Rome, le 28 septembre 2000. "Je n'ai pas vu les reportages sur la "pédophilie" de la Rai-TV. A partir des réactions du monde politique et journalistique italien et même des institutions, je constate qu'évoquer (plus que montrer) des images qui démontreraient le caractère littéralement assassin, littéralement criminel, littéralement monstrueux d'organisations opérant également sur Internet (et, donc, dans le monde entier) en faisant levier sur le marché pédophile, offenserait, blesserait la sensibilité "des enfants". Ce sont ces réactions, et non pas l'information, qui sont monstrueuses, criminelles, blessantes et dangereuses pour "les enfants", et pour notre société toute entière. Ce sont ces réactions, et non pas les images évoquées par la TV, qui sont criminogènes et qui aident l'imonde marché qu'elles prétendent frapper. Quand des réalités humaines crues et monstrueuses sont "combattues" en leur conférant la violence qui est celle des tabous, on ne fait qu'augmenter le quotient monstrueux, criminel, effrayant de la réalité contre laquelle on se mobilise. Le mensonge et l'occultation de la vérité ne rendent ni la societé qui en impose l'usage, ni les individus qu'on entend protéger ainsi, forts, libres, responsables et "murs". La science et la connaissance nous disent que la pédophilie est un phénomène diffus dans la societé en premier lieu à travers les rapports familiaux. Le coeur du problème et du fléau est avant tout là. Il n'est pas seulement légitime mais de l'ordre du devoir de mettre tout le monde en garde, à commencer par les enfants, contre les dangers létaux de leur exploitation organisée avec des moyens et avec des objectifs qui sont ceux de la criminalité organisée. Pour le reste, il peut y avoir des "erreurs" de mesure, de goût, d'intentions.
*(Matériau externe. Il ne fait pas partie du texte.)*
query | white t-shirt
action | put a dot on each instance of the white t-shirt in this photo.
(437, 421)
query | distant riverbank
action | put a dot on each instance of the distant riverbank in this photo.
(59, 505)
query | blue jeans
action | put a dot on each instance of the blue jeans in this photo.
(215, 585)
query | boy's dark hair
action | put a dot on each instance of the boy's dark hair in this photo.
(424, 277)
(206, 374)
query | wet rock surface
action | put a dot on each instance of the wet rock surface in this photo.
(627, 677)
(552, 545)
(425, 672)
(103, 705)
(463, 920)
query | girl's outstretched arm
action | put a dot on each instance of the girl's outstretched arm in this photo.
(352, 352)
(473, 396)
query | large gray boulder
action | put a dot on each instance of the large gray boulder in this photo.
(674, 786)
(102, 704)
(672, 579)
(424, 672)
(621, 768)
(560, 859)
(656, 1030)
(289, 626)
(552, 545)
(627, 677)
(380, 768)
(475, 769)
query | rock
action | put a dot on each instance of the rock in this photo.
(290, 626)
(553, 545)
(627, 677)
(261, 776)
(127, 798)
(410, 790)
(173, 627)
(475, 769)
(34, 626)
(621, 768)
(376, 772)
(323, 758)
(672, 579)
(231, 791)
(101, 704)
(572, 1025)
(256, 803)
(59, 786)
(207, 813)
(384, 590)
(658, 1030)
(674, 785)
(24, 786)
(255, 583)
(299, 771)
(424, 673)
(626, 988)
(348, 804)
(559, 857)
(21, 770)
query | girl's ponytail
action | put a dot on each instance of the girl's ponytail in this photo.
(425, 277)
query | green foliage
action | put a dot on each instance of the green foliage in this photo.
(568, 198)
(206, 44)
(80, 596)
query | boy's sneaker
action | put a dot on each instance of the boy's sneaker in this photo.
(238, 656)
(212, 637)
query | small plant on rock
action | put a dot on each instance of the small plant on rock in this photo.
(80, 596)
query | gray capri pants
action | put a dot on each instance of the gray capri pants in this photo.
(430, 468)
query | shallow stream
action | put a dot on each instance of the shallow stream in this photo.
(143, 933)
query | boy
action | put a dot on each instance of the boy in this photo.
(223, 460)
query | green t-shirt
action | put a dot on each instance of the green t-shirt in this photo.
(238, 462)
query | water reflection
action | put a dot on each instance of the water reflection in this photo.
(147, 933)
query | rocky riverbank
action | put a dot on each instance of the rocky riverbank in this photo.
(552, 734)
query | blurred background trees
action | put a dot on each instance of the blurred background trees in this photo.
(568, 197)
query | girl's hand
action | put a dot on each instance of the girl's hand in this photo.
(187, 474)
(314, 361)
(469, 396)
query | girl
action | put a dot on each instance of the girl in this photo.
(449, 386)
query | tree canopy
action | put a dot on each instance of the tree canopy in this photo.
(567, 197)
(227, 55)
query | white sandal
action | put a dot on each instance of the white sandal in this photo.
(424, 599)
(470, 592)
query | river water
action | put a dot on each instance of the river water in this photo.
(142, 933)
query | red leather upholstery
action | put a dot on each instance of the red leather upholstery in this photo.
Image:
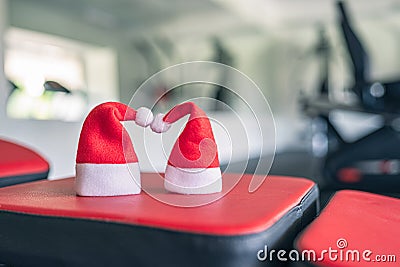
(20, 163)
(355, 220)
(239, 212)
(44, 223)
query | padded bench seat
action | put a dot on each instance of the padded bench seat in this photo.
(44, 223)
(354, 223)
(19, 164)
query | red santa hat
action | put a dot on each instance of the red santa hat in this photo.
(106, 163)
(193, 166)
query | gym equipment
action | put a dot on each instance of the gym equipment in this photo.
(45, 224)
(19, 164)
(372, 162)
(359, 228)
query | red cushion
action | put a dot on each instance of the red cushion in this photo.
(239, 212)
(359, 221)
(16, 160)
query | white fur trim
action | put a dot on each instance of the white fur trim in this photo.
(193, 180)
(144, 117)
(107, 179)
(159, 125)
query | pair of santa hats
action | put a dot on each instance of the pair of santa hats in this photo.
(107, 165)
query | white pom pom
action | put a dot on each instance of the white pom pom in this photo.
(158, 125)
(144, 117)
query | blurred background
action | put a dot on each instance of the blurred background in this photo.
(60, 58)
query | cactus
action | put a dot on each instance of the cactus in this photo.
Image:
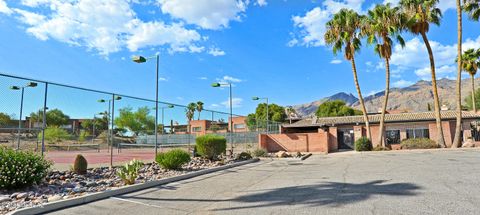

Qu'il faut vérifier et dont il faut discuter: pas anathématiser, dans un climat grossier de contre-réforme. Du profond des viscères de notre histoire, des réflexes barbares, violents, aveugles et suicidaires sont en train de réémerger et de s'affirmer. Comme ceux qui sont en train d'imposer l'avalanche de démissions de la part des journalistes de la Rai-Tv. Leurs démissions doivent en tout cas être repoussées, dans l'attente d'un jugement aussi sérieux, responsable et civil qu'a été barbare et violent le réflexe politique et institutionnel qui les a contraints à ces démissions".